The Business Council of Australia has identified potential pressure from European businesses on their governments as a way of breaking the impasse over Doha. In particular, European business leaders must place as much pressure as possible on EU Trade Commissioner Peter Mandelson to urgently move the negotiations forward.
The reality is that Europe remains at the heart of blockages within the Doha round of trade negotiations centred on agriculture. At risk is the expansion of international trade in services and industrials.
But unfortunately the response from Europe has reflected an entrenched view that Doha trade liberalisation is more a risk than an opportunity. It perhaps also reflects wider resistance inside the European Union to new markets and an aversion to change.
In contrast, Australia sees the opportunity for growth from the potential liberalisation of trade in all key areas, including services. Australian business has been especially concerned at the lack of attention given to services in the Doha round. The Australian government has tried to find a way to boost offers on services. However, little headway has been made and progress is unlikely until an agreement on agriculture is achieved.
While the potential benefits from Doha would be widespread, developed economies stand to gain substantially from services liberalisation.

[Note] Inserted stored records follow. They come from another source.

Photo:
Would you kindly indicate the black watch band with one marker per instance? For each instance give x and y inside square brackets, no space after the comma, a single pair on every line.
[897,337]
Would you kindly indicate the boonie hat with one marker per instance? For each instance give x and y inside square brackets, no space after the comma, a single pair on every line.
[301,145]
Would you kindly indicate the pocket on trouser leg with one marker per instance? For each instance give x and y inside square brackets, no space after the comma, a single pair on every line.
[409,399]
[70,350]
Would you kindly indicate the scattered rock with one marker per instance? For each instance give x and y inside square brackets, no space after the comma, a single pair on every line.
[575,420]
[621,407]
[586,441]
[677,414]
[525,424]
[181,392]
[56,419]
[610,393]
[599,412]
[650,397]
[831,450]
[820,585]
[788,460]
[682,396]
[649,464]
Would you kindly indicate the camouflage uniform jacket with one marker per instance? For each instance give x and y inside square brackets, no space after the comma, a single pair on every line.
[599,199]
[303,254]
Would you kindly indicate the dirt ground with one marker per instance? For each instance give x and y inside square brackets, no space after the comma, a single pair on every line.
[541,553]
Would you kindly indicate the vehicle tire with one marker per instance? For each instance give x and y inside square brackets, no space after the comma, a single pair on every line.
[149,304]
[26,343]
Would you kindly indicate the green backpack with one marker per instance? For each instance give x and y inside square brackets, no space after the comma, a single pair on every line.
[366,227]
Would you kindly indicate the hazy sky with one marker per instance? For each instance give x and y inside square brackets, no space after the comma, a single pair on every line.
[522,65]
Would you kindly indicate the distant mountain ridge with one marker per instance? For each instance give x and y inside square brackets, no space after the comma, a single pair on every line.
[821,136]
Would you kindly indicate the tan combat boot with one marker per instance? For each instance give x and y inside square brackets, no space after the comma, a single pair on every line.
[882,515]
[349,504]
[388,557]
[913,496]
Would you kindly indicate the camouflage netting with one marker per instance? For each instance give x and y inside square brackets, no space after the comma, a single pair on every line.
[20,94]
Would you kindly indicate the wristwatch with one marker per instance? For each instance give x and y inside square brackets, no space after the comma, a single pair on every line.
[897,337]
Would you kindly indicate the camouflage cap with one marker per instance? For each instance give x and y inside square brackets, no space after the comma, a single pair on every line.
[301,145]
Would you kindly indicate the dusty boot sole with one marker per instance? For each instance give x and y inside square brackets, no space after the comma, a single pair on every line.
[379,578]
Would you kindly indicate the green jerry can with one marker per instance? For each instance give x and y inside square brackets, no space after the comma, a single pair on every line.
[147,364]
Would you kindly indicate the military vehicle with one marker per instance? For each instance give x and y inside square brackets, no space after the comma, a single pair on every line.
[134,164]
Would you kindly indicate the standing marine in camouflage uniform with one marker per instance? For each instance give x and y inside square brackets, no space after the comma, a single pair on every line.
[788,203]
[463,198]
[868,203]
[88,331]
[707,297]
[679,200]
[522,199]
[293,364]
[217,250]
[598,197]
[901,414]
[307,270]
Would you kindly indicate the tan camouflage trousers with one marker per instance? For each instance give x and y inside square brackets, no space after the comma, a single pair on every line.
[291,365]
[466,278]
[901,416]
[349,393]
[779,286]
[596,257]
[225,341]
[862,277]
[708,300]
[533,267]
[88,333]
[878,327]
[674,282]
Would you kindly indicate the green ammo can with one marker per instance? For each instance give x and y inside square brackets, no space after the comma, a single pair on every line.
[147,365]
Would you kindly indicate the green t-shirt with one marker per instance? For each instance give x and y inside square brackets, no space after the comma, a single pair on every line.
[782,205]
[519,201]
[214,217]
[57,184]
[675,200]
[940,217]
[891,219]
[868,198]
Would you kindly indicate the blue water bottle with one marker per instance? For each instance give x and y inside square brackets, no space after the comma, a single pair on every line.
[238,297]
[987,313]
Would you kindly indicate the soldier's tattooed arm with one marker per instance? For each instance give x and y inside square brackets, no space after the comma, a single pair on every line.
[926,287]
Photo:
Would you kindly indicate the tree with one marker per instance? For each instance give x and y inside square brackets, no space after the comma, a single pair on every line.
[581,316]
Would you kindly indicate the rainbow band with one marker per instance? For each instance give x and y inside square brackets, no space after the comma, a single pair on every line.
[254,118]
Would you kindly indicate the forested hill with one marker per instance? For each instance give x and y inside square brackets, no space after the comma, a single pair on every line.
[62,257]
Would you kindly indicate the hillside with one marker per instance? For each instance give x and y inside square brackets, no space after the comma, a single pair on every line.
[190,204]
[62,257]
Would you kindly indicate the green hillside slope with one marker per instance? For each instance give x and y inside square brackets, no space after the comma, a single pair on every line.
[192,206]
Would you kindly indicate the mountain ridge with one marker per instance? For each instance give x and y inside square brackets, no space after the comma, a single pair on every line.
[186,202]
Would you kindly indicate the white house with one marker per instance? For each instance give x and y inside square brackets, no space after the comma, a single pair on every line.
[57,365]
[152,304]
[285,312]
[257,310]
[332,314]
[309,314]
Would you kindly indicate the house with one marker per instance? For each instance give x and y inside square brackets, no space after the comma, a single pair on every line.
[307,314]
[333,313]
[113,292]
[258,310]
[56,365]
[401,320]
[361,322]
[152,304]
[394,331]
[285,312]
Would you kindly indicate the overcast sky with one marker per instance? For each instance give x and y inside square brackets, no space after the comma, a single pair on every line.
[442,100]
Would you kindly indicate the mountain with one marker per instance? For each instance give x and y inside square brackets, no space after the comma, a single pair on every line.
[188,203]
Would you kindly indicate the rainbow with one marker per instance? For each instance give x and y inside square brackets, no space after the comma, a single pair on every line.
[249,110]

Businesses in Europe need to focus on the harm the stalemate over agriculture might cause to themselves and the potential it has to stymie global growth.
Trade ministers meeting in Geneva this week hold the key. They can take the courageous step of reforming world trade. Or they can take the easy way out and let this opportunity slip away.
There is a great deal at stake. The Doha round represents an opportunity for all 150 World Trade Organisation nations to share in greater world economic growth over coming decades. Under the agreed aims for the Doha development agenda, significant benefits from the increase in global growth would flow to developing nations.
In 2007, looming political considerations on both sides of the Atlantic are bound to adversely affect the climate for finalising a deal.
The BCA believes that strong and forward-looking leadership will be required from key WTO member governments – and the role of European business in applying a sense of urgency should not be overlooked. This will be needed if all WTO nations are to combine to overcome the narrow interests that have held back the Doha round for far too long.
It is essential that negotiations quickly progress to the stage of finalising commitments on genuine market access across all areas, including services.